A Shifting Workplace
COVID-19 has drastically changed the workplace in ways that have the opportunity to permanently change the future of many organizations. Leaders have been working to create successful remote working policies, work environments that benefit overall heath, and guidelines for safety protocols such a social distancing.
One of the biggest changes to come from the pandemic is flexible employee work schedules. Nurses, doctors, grocery store workers, delivery truck drivers, and many others with irregular schedules have been put in the spotlight. While non-standard work schedules and the “gig economy” were on the rise pre-coronavirus, their popularity has been fast tracked to the point where a traditional 9-5 schedule is no longer the gold standard.
In a recent Harvard Business Review article, Mark C. Bolino, Thomas K. Kelemen and Samuel H. Matthews analyzed153 studies and academic papers to determine how exactly non-traditional work schedules impact employee engagement, behavior, overall health, as well as their personal and family lives. If your organization is rethinking their employee work schedules, here are four questions the authors recommend you ask before moving forward!
Questions to Ask when Rethinking Work Schedules
- How do my organization’s employee work schedules impact employee effectiveness and wellbeing?
Through their research, the authors of the article found that different types of schedules affected employees in different ways. Most notably, working night shifts often lead to higher rates of absenteeism and lower productivity, while flextime schedules lead to reduced absenteeism and lower turnover rates. It was also found that rotating shifts and night shifts disrupted employees’ lives and the irregular and unpredictable schedules lead to health issues down the line. However, flextime schedules that put employees in charge of their work habits lead to overall improved wellbeing and job satisfaction.
- Is there a way to align our work schedules with the needs, desires and personalities of our employees?
Every employee is different and finding a schedule that works best for each person is an important factor to consider in the post-pandemic workplace. While research generally points to night shifts being harmful and flextime schedules being beneficial, it all depends on the employee and their circadian rhythms or family situation. If you are considering implementing non-traditional work schedules, it is a good idea to talk with or survey individual employees to determine what type of schedule best fits their personality, needs, and life circumstances.
- What are the implications of creating customized schedules or giving employees more control over their schedules?
Your goal as an employer should be to create schedules that are idiosyncratic and customized to meet the needs and desires of individual employees.

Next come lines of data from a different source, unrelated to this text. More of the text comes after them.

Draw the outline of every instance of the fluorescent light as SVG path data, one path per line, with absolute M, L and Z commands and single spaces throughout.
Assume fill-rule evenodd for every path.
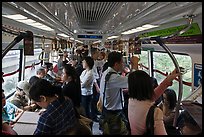
M 93 42 L 93 44 L 100 43 L 100 42 L 101 42 L 101 40 L 98 40 L 98 41 Z
M 70 38 L 70 40 L 74 40 L 74 38 Z
M 15 15 L 2 15 L 6 18 L 10 18 L 10 19 L 13 19 L 15 21 L 18 21 L 18 22 L 21 22 L 21 23 L 24 23 L 24 24 L 27 24 L 27 25 L 30 25 L 30 26 L 33 26 L 33 27 L 36 27 L 36 28 L 39 28 L 39 29 L 42 29 L 42 30 L 46 30 L 46 31 L 53 31 L 52 28 L 42 24 L 42 23 L 39 23 L 39 22 L 36 22 L 32 19 L 28 19 L 27 17 L 21 15 L 21 14 L 15 14 Z
M 30 23 L 30 25 L 35 27 L 43 26 L 43 24 L 39 22 Z
M 146 24 L 146 25 L 143 25 L 142 26 L 143 28 L 156 28 L 156 27 L 159 27 L 159 26 L 157 26 L 157 25 L 151 25 L 151 24 Z
M 32 20 L 32 19 L 26 19 L 26 20 L 24 20 L 24 19 L 18 19 L 18 20 L 16 20 L 16 21 L 23 22 L 23 23 L 25 23 L 25 24 L 36 22 L 36 21 L 34 21 L 34 20 Z
M 80 40 L 75 40 L 76 42 L 79 42 L 79 43 L 83 43 L 82 41 L 80 41 Z
M 143 31 L 143 30 L 148 30 L 148 29 L 155 28 L 155 27 L 159 27 L 159 26 L 151 25 L 151 24 L 146 24 L 146 25 L 143 25 L 142 27 L 137 27 L 135 29 L 131 29 L 131 30 L 125 31 L 125 32 L 123 32 L 121 34 L 123 34 L 123 35 L 132 34 L 132 33 L 135 33 L 135 32 L 139 32 L 139 31 Z
M 64 34 L 64 33 L 60 33 L 60 34 L 57 34 L 57 35 L 59 35 L 59 36 L 62 36 L 62 37 L 69 37 L 68 35 L 66 35 L 66 34 Z
M 118 38 L 119 36 L 110 36 L 107 39 L 114 39 L 114 38 Z
M 19 19 L 27 19 L 27 17 L 21 15 L 21 14 L 15 14 L 15 15 L 2 15 L 6 18 L 10 18 L 10 19 L 13 19 L 13 20 L 19 20 Z

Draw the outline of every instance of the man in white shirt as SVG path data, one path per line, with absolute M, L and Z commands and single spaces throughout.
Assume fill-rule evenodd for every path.
M 138 69 L 138 61 L 139 61 L 139 58 L 135 56 L 131 58 L 132 71 Z M 103 93 L 104 93 L 106 75 L 109 72 L 116 72 L 116 74 L 112 74 L 110 76 L 110 79 L 106 84 L 104 107 L 106 110 L 122 110 L 122 103 L 124 103 L 124 97 L 122 94 L 122 103 L 121 103 L 120 89 L 128 88 L 128 77 L 121 76 L 118 74 L 119 72 L 122 72 L 124 69 L 122 54 L 119 52 L 109 53 L 108 64 L 109 64 L 109 67 L 102 74 L 102 78 L 100 82 L 100 101 L 101 103 L 103 102 L 103 95 L 104 95 Z

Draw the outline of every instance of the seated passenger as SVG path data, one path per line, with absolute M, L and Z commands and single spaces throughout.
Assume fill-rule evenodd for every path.
M 30 84 L 26 81 L 20 81 L 17 84 L 16 92 L 14 97 L 11 99 L 11 103 L 17 106 L 20 109 L 26 110 L 34 110 L 36 104 L 32 103 L 28 97 L 28 91 L 30 89 Z
M 2 119 L 2 135 L 18 135 L 12 126 L 7 121 Z
M 64 98 L 61 88 L 40 79 L 31 86 L 29 96 L 46 109 L 38 120 L 35 135 L 65 134 L 76 125 L 73 103 Z
M 37 76 L 32 76 L 30 79 L 29 79 L 29 84 L 32 86 L 37 80 L 39 80 L 40 78 L 37 77 Z
M 45 69 L 46 69 L 45 71 L 47 71 L 47 74 L 50 75 L 53 79 L 55 79 L 56 81 L 61 80 L 58 74 L 53 71 L 52 63 L 45 63 Z
M 37 69 L 37 71 L 36 71 L 36 76 L 37 76 L 38 78 L 43 78 L 45 75 L 46 75 L 46 73 L 45 73 L 45 68 L 40 67 L 40 68 Z
M 2 120 L 13 124 L 17 122 L 23 112 L 24 111 L 22 109 L 6 101 L 5 94 L 2 91 Z
M 177 97 L 173 89 L 166 89 L 163 94 L 164 125 L 168 135 L 180 135 L 180 131 L 173 127 Z
M 202 104 L 182 102 L 182 111 L 177 124 L 182 135 L 202 135 Z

Keep in mind, though, that a one-size-fits-all approach will not work. During the pandemic, many employees rapidly transitioned to remote work and have most likely been completed assignments during a time worked best for them. If you are considering giving employees permanent control of their work schedules, consider broadening the concept of job crafting to include when employees want to work.
- Can we effectively balance the needs and desires of both the organization and employees?

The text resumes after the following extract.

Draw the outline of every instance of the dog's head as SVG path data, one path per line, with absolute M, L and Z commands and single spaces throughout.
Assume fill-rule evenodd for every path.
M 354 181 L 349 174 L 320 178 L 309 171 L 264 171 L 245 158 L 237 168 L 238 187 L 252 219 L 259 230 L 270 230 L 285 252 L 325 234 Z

Our economy has grown into a 24/7/365 schedule which leads some to believe that employees need to be available around the clock, including overnight and on holidays, to meet the demands of organizations. However, these types of schedules often create a tremendous amount of stress and hardship. What this pandemic has revealed is what type of organizations we should truly consider “essential.” While organizations need to be able to perform their core functions, the key is finding a balance between business needs and scheduling that benefits both the organization and its employees.